In 2006, Parliament amended the Protection of Human Rights Act, 1993 and inserted the
following words ‘and such other covenant or Convention adopted by the General Assembly may
by notification specify’. This amendment embolden the judiciary to incorporate the international
human rights extend to other incidents of the freedom of religion. For instance in 2012 the
Supreme Court expanded the domestic human rights based on Article 25(2) for providing the
basic amenities for the Amarnath yatris as association of freedom of religion in Court on its own
Motion v. Union of India (2012). This action of the Court in this case is evident for ‘Judicial
Overreach’
In its long and arduous journey from 1950 to 30th August, 2014, the Supreme Court relied on the
global human rights law as obiter dicta in few only cases. But after that the Court follows the
global human rights laws or uses them as a support in reaching its decisions.
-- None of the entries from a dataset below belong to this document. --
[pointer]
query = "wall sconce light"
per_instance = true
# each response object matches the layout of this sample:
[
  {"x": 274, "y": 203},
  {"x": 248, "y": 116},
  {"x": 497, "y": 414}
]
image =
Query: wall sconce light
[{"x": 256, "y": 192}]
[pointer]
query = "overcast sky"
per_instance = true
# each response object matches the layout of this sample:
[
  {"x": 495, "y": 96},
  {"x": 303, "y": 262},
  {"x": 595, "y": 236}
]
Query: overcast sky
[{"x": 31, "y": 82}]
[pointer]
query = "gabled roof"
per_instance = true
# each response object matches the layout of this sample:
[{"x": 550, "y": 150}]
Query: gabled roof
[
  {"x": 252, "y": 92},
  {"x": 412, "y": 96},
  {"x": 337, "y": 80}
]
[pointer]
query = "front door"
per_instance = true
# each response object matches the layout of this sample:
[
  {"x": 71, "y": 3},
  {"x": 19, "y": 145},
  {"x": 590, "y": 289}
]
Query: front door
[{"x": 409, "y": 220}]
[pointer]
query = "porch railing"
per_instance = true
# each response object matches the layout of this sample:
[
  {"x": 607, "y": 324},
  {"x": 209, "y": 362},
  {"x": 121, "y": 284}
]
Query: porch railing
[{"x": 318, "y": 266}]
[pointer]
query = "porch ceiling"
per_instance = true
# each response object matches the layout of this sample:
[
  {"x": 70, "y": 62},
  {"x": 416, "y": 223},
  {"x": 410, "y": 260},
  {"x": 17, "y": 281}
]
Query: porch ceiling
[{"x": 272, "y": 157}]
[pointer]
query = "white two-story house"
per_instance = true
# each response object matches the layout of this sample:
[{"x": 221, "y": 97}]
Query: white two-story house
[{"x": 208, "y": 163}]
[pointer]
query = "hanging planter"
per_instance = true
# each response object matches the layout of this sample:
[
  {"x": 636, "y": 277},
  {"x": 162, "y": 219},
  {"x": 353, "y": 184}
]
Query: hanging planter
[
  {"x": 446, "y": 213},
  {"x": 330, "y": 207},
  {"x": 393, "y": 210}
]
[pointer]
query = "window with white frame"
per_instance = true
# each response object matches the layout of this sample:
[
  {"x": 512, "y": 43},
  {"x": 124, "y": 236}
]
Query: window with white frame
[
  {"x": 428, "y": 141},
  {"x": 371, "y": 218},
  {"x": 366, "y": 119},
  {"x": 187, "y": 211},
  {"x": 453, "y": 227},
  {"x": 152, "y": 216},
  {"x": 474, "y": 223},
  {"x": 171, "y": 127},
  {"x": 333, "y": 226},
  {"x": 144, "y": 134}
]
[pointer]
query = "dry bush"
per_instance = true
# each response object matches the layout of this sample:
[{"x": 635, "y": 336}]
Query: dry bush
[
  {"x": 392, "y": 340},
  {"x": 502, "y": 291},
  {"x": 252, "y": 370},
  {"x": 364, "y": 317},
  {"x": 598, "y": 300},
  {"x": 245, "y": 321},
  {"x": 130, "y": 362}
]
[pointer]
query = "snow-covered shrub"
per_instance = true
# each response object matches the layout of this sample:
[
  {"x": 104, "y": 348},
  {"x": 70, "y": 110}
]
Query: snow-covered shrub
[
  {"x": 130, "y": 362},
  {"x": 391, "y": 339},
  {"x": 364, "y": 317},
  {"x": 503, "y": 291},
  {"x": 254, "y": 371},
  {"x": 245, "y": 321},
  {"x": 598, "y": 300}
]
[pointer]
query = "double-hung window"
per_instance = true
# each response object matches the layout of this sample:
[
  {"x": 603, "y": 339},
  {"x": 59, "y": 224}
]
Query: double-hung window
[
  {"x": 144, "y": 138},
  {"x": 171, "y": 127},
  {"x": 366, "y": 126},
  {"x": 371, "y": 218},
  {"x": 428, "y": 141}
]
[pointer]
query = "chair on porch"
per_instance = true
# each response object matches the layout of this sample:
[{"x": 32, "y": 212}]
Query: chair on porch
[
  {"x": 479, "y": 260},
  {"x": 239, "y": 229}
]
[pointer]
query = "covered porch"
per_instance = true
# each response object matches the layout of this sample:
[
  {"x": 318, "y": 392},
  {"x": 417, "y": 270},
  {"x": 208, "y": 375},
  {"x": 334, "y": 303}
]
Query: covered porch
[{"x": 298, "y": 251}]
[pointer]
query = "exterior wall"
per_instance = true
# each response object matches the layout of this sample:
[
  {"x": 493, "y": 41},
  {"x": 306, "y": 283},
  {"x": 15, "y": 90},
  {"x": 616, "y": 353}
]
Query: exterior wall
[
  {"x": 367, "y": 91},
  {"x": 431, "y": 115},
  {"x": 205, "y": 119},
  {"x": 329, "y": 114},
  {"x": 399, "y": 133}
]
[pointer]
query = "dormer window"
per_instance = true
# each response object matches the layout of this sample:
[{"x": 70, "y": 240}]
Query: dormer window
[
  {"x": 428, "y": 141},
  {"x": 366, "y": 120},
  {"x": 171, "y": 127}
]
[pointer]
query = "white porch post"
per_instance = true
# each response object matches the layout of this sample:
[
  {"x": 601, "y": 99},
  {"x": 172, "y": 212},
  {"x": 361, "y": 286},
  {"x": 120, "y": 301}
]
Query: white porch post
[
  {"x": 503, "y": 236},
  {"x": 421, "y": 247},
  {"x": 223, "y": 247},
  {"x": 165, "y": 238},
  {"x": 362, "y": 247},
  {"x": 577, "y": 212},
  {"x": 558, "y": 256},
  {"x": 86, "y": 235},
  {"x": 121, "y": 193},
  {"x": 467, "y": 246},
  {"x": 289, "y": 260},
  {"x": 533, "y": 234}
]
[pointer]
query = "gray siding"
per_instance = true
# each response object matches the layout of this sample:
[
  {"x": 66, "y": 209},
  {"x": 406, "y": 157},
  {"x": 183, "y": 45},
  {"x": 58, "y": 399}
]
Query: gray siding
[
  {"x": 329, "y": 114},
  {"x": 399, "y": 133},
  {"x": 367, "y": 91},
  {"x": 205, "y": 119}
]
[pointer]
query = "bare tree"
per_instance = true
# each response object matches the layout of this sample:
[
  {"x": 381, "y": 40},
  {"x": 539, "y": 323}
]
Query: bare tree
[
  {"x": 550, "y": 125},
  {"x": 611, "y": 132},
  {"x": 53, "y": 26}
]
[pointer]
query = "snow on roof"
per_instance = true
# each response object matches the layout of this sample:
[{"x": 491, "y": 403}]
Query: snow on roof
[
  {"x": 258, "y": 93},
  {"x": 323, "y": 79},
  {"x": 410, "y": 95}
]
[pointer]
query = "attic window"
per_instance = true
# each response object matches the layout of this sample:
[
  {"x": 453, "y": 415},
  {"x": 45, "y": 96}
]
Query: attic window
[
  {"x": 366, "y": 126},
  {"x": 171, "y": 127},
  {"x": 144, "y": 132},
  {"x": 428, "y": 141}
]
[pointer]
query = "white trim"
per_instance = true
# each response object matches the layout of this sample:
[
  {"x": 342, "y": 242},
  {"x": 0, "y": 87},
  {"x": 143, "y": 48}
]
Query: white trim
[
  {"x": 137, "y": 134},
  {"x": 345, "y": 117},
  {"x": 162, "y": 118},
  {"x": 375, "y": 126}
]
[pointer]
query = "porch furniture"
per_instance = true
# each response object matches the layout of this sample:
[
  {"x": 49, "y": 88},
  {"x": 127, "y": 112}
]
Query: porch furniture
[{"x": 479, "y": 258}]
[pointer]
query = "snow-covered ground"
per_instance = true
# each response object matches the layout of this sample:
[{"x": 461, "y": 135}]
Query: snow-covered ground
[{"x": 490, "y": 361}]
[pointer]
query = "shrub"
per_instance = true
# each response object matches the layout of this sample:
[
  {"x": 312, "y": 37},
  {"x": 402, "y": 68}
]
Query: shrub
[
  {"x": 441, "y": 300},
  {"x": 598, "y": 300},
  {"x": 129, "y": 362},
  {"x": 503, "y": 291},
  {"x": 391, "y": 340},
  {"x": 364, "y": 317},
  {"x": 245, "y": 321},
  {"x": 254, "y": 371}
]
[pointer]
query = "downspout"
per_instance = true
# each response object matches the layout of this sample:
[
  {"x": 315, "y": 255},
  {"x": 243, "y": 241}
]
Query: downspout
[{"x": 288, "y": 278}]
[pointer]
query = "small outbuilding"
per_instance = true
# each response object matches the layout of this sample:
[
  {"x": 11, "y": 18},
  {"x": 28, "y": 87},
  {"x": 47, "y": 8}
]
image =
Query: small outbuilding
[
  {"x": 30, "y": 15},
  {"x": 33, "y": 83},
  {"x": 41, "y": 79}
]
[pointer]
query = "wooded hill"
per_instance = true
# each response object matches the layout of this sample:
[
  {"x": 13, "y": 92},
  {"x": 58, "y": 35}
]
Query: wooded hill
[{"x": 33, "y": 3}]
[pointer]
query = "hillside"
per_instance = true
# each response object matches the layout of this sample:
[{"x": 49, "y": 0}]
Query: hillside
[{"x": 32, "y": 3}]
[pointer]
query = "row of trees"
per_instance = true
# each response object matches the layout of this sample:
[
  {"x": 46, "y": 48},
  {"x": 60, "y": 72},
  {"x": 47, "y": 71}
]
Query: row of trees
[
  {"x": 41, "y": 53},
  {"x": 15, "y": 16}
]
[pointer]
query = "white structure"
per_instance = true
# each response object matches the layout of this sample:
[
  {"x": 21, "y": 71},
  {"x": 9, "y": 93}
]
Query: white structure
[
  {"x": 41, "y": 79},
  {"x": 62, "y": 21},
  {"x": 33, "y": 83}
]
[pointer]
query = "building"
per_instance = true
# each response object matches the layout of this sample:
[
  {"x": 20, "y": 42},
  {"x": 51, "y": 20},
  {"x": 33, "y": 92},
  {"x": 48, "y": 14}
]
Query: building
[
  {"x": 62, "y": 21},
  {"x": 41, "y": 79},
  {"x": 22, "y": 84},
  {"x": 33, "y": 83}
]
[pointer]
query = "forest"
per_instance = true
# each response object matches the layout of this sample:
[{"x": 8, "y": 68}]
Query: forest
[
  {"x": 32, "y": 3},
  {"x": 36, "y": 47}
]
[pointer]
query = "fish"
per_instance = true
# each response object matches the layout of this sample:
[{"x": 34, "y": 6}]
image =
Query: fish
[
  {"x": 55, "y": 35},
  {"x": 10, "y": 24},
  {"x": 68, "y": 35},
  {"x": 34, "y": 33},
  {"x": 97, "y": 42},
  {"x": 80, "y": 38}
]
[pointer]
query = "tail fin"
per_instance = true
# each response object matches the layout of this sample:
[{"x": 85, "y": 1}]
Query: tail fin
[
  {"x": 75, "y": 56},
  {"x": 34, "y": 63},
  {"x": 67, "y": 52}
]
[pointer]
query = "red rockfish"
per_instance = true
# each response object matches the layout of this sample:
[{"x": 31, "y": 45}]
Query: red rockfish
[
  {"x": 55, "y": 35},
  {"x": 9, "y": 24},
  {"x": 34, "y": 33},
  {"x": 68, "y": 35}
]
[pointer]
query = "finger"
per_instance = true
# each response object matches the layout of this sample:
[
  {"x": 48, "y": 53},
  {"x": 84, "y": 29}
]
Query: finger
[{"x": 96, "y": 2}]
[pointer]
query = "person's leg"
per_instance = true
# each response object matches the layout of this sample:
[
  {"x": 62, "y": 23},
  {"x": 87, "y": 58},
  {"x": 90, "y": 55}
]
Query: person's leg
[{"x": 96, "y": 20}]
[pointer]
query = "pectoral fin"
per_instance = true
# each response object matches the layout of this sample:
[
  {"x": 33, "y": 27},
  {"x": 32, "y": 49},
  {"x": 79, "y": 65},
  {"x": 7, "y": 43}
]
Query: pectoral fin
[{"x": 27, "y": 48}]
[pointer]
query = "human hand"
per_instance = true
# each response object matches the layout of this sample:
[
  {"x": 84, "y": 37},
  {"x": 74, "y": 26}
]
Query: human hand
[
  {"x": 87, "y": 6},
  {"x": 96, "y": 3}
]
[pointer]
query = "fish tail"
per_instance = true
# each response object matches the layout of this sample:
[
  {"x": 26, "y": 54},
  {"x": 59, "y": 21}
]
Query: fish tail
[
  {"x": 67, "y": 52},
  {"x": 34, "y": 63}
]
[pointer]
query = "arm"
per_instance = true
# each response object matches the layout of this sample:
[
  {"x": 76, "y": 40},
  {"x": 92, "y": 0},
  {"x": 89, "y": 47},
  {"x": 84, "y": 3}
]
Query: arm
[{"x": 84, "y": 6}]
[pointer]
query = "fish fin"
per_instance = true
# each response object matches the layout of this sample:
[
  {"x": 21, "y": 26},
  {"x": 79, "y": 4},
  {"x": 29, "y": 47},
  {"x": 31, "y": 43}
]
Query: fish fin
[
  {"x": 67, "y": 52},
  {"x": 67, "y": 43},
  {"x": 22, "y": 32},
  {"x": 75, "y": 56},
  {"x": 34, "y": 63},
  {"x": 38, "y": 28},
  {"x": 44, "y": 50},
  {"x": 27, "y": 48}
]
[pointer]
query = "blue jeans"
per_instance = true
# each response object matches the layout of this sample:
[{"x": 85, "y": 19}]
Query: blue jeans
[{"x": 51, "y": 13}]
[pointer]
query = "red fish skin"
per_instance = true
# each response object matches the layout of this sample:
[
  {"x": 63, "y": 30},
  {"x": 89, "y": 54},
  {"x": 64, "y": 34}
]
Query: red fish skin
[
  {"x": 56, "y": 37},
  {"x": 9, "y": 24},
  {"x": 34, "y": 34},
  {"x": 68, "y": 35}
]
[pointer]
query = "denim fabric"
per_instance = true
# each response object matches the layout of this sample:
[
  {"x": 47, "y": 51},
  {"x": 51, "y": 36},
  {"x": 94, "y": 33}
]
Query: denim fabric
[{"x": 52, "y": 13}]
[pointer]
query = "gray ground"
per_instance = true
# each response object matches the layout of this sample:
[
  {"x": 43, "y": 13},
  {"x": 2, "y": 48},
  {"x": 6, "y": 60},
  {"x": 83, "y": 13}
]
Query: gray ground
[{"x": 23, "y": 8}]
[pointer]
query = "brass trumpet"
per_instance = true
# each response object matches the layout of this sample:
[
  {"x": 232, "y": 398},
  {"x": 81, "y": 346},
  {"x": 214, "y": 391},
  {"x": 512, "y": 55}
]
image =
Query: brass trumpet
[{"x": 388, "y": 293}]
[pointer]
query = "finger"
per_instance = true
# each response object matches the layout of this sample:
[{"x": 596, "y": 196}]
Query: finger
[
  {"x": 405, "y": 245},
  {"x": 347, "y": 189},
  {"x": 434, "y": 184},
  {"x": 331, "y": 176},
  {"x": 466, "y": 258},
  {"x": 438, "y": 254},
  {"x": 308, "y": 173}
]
It both incorporates
and enforces them into domestic human rights jurisprudence. The processof incorporation of the
global human rights are justified for the following reasons:
a. Concern for the Rule of Law;
b. Desire to promote universal values on freedom of religion;
c. Reliance on global human rights to help uncover values inherent with the religious
freedom in India;
d. Willingness to invoke the logic of judges in incorporating the global human rights;
In commenting this it is worth to quote the observation of Cardozo in his work on The
Nature of the Judicial Process as, “no doubt the limit of the judge is narrower. He legislate
only between gaps. He fills the open space in the law. How far he may go without travelling
beyond the walls of intertices cannot be staked out for him upon a chart. He must learn it for
himself as gains the sense of fitness andproposition that comes with years of habitude in the
practice of an act…the law which resulting product is not found but made. The process being
legislative demands the legislative wisdom.”